As David points out, lateral transfer may be way more important than anyone
currently accepts. By logic, many of these events are benign or beneficial, but
some might be catastrophic, species level or above. Surely many speculations or
hypotheses have been advanced that attempt to tie the probability of a
catastrophic event to average species lifespan; does anyone know of one that is
testable?
Don
----- Original Message ----
From: David Marjanovic <david.marjanovic@gmx.at>
To: DML <dinosaur@usc.edu>
Sent: Saturday, January 19, 2008 6:20:44 AM
Subject: Re: Mice given bat-like forelimbs through gene switch
> Retroviruses are be able to combine the DNA of different species. In
fact,
> endogenous retrovirus sequences have become a permanent part of the
human
> genome.
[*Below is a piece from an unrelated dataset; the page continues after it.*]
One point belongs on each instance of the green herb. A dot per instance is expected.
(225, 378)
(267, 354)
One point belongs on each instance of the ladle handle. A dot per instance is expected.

Up to 8% of our genes once belonged to other species.
> http://en.wikipedia.org/wiki/Endogenous_retrovirus
If you count all the retrotransposons and the formerly transposable
elements
(like LINEs and SINEs) as retrovirus material, over half (53 % or so)
of our
genome consists of retrovirus corpses in various stages of decay...
> Bacteria are able to exchange gene sequences not just between
different
> members
> of the same species, but between different bacterial species.
Not only. Don't you remember the famous photo of a hamster cell and two
bacterial cells doing it?
That must be why vertebrates share some genes with bacteria but with
nothing
else... and why the bacterium *Mycoplasma genitalium* contains genes
for the
synthesis of cholesterol, something otherwise limited to eukaryotes...
never
mind all the genes spread across (hyper)thermophilic bacteria and
archaea
alike...
In fact, what is a bacterial "species" or an archaeal "one"? Most
species
concepts are simply not applicable, and the rest needs arbitrary cutoff
points (% similarity in genome sequence, % similarity in AT content).
It
would make a lot more sense to just talk about clades.